I have a data-mining task which loads data as a big XML tree (10+ MB)
and then reorganizes it. Even loading it with Hpricot takes 10-20
seconds. I don’t want to do it for every manilupation I want to try,
especially for sequences of transformations.
Thus I wonder what’s a good way to keep the huge object in memory
between the runs of querying scripts. Can Rails be used for that?
I’d rather avoid writing a client-server platform, or using it per se,
unless there’s already an existing one. A vague intuition is, it
should be something like threads – one thread parses XML and keeps it
in memory, another starts up later, somehow joins the memory space of
the first one, queries/transforms it, and ends. Then other queries/
transformations can all be run. Is there anything like it?
in memory, another starts up later, somehow joins the memory space of
the first one, queries/transforms it, and ends. Then other queries/
transformations can all be run. Is there anything like it?
That’s just plain serialization, isn’t it? I’ve seen that and
Madelaine; but my wish is to keep the objects in memory without the
need to dump/reload it, however fast. (That would be a last resort.)

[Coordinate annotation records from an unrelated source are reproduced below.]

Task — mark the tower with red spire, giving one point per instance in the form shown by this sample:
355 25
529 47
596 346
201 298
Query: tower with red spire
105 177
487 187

The question is, can we keep an object in memory in one thread, and
explore/change it from another? In the worst case, we can probably
quickly dump an object into a memory region and reload it back via
Marshal – I guess a crude solution is forming here, using shared
memory or RAM disk – have to see what’s there for macs… But still
I wonder what folks think in terms of all kinds of RAM persistence in
ruby solutions.
quickly dump an object into a memory region and reload it back via
Marshal – I guess a crude solution is forming here, using shared
memory or RAM disk – have to see what’s there for macs… But still
I wonder what folks think in terms of all kinds of RAM persistence in
ruby solutions.
Aren’t you overengineering a little? You want to amortize a ten-second
startup cost over a (presumably) large number of operations against some
dataset. But you keep talking about threads. That tells me that your
process
will run for a long time and will know all the operations it has to
execute
upfront. In that case, forget about threads and just serialize your
operations. Your life will be much simpler.
But on the other hand, you talk about shared memory and about not
wanting to
write a client/server application. That suggests that you’re thinking of
keeping this dataset around and having other PROCESSES sent requests to
it
at arbitrary times. In that case, don’t use threads either, or
shared-memory
for that matter. Life is too short to debug all that stuff. Write
yourself a
little client-server application and be done with it. If you don’t want
to
deal with the network programming, use EventMachine.
That’s just plain serialization, isn’t it? I’ve seen that and
Madelaine; but my wish is to keep the objects in memory without the
need to dump/reload it, however fast. (That would be a last resort.)
I find that odd. Keeping something in memory is usually a solution
for some kind of business requirement (e.g. to make things fast). Why
would you want to keep something in mem if it can be persisted on disk
really fast? I don’t know the volume of what you need to handle but did
you actually try out how fast it is?
The question is, can we keep an object in memory in one thread, and
explore/change it from another?
Yes, of course. Easily sharing memory is one (if not the) major
aspect of multithreaded applications. But reading your other posting I
am not sure whether you have the proper idea of MT programming. If you
only want to do one set of manipulations at a time you do not need
multiple threads because there is no concurrency involved.
In the worst case, we can probably
quickly dump an object into a memory region and reload it back via
Marshal – I guess a crude solution is forming here, using shared
memory or RAM disk – have to see what’s there for macs… But still
I wonder what folks think in terms of all kinds of RAM persistence in
ruby solutions.
As James suggested using DRb is one option. Then you can decide whether
to manipulate the object graph in the server process or send it off to
the client (and probably send it back after doing your changes). It’s
probably the best solution in your case because you can start arbitrary
client processes and manipulate state in the server. But you should
make sure that access is proper synchronized to cope with multiple
clients that connect concurrently.